A partir das jornadas de junho de 2013, e de forma ainda mais intensa durante o processo de impeachment de Dilma Rousseff em 2016, a camisa amarela passou a aparecer com frequência crescente em manifestações políticas de direita. O que antes era um símbolo nacional de uso amplo foi sendo gradualmente associado a um espectro político específico. Esse processo se intensificou nas eleições de 2018 e 2022, quando a amarelinha se tornou um dos elementos visuais centrais do bolsonarismo, presente em comícios, nas ruas durante o período eleitoral e nas manifestações golpistas de 8 de janeiro de 2023.

Para uma parcela da população brasileira, especialmente entre adeptos ideológicos de esquerda e centro-esquerda, vestir a camisa amarela deixou de ser um gesto natural e passou a ser um ato carregado de ambiguidade política. Algo que em outras gerações não exigia nenhuma reflexão passou a traduzir tipos de posicionamento político dentro da sociedade brasileira. 

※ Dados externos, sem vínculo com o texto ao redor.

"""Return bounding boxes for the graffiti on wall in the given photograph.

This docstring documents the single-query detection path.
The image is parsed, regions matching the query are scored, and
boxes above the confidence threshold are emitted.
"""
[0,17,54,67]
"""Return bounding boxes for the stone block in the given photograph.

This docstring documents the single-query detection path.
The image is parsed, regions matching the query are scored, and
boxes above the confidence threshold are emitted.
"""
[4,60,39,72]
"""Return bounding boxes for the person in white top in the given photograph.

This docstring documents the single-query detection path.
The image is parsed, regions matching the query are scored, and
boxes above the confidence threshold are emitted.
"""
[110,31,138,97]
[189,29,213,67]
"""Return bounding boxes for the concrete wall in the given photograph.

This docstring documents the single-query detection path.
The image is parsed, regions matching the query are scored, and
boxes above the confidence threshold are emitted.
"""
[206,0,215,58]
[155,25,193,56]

Foto: Eibner-Pressefoto/picture alliance

A lição argentina

A experiência argentina é uma das principais referências para o Movimento Verde e Amarelo (MVA) e ajuda a explicar a estratégia adotada pelo grupo para tentar reconstruir o vínculo entre a Seleção Brasileira e seus torcedores. Na Copa do Mundo de 2022, no Catar, a Argentina ganhou destaque não apenas pela campanha que culminou no terceiro título mundial. Fora das quatro linhas, a equipe contou com uma das mobilizações de torcedores mais expressivas da história recente das Copas. Integrantes das tradicionais barras bravas argentinas, grupos que, dentro da Argentina, protagonizam rivalidades históricas e, por vezes, violentas entre si, deixaram as disputas locais de lado para construir uma identidade coletiva unificada em torno da Albiceleste.

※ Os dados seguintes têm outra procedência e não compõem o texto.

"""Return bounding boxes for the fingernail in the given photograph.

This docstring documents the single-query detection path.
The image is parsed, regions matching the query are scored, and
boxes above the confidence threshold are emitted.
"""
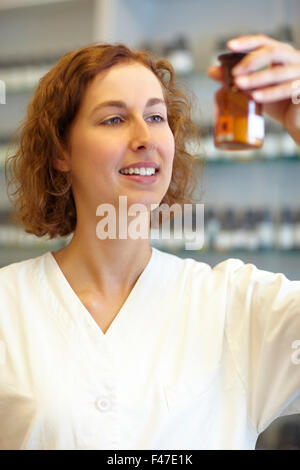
[228,39,239,47]
[231,65,243,75]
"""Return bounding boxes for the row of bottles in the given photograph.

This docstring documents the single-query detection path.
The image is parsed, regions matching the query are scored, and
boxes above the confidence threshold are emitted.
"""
[0,208,300,252]
[152,208,300,252]
[197,130,300,161]
[0,27,293,92]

O resultado foi amplamente comentado no mundo do futebol. Com uma arquibancada coordenada, cantos unificados e bandeiras, os torcedores criaram uma atmosfera única que se tornou parte da narrativa do torneio. A experiência mostrou que a aproximação organizada entre seleção e torcida pode produzir efeitos positivos tanto no ambiente dentro de campo quanto no fortalecimento do sentimento coletivo em torno de uma equipe nacional.

Mais do que torcer

Em um cenário marcado por divisões políticas, clubísticas e por uma crise de confiança que afetou diretamente o vínculo dos brasileiros com a Seleção nos últimos anos, o MVA apresenta esse projeto como uma tentativa de reconstruir essa conexão.

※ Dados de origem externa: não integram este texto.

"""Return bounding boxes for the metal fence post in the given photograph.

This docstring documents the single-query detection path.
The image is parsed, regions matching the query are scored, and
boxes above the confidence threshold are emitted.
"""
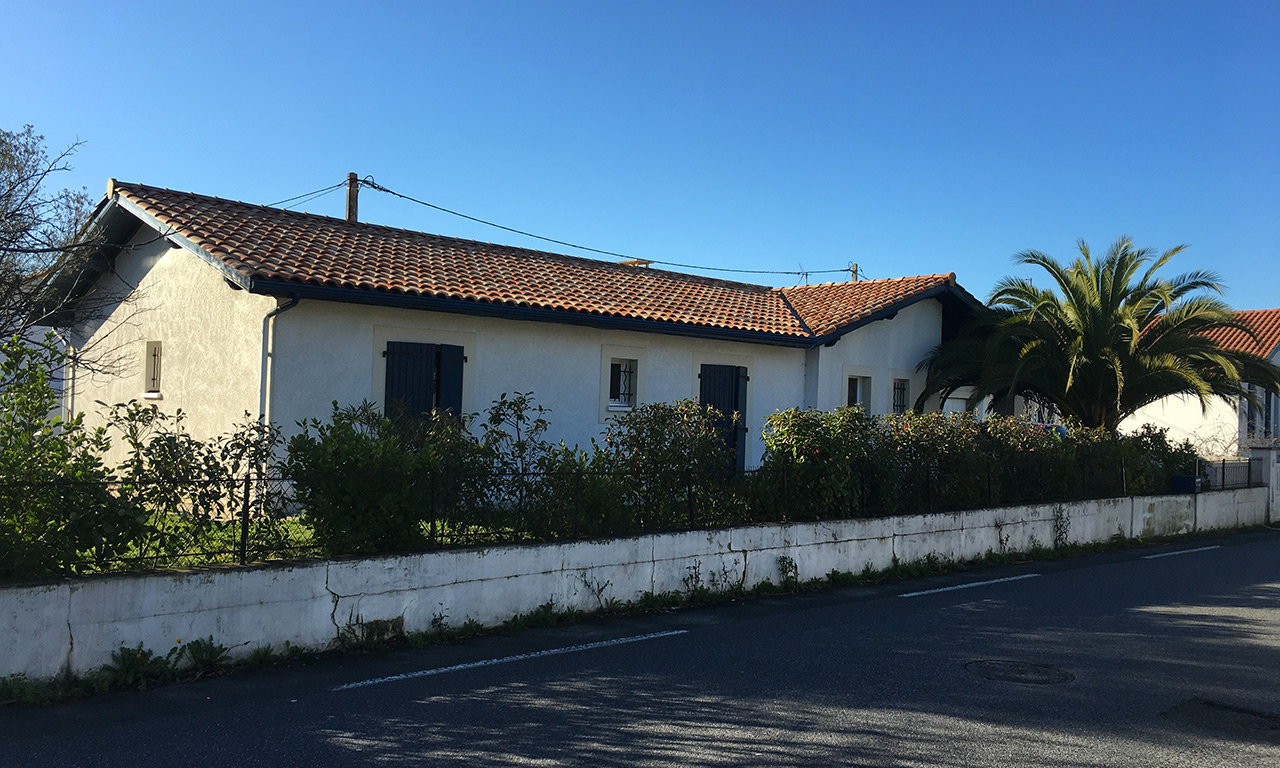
[573,467,582,539]
[238,474,253,566]
[426,471,440,547]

A Copa do Mundo de 2026 será o primeiro grande teste dessa reaproximação entre a Seleção Brasileira e sua torcida. Além dos resultados em campo, o desafio será medir a capacidade do Movimento Verde e Amarelo de reconstruir laços de pertencimento em torno da equipe nacional e de seus símbolos. Se essa mobilização conseguirá reduzir a distância entre a Seleção e parte dos brasileiros, ainda é cedo para afirmar. Mas uma pergunta permanece em aberto: o sentimento de pertencimento em torno da equipe nacional voltará a ocupar o espaço que já teve no imaginário dos brasileiros?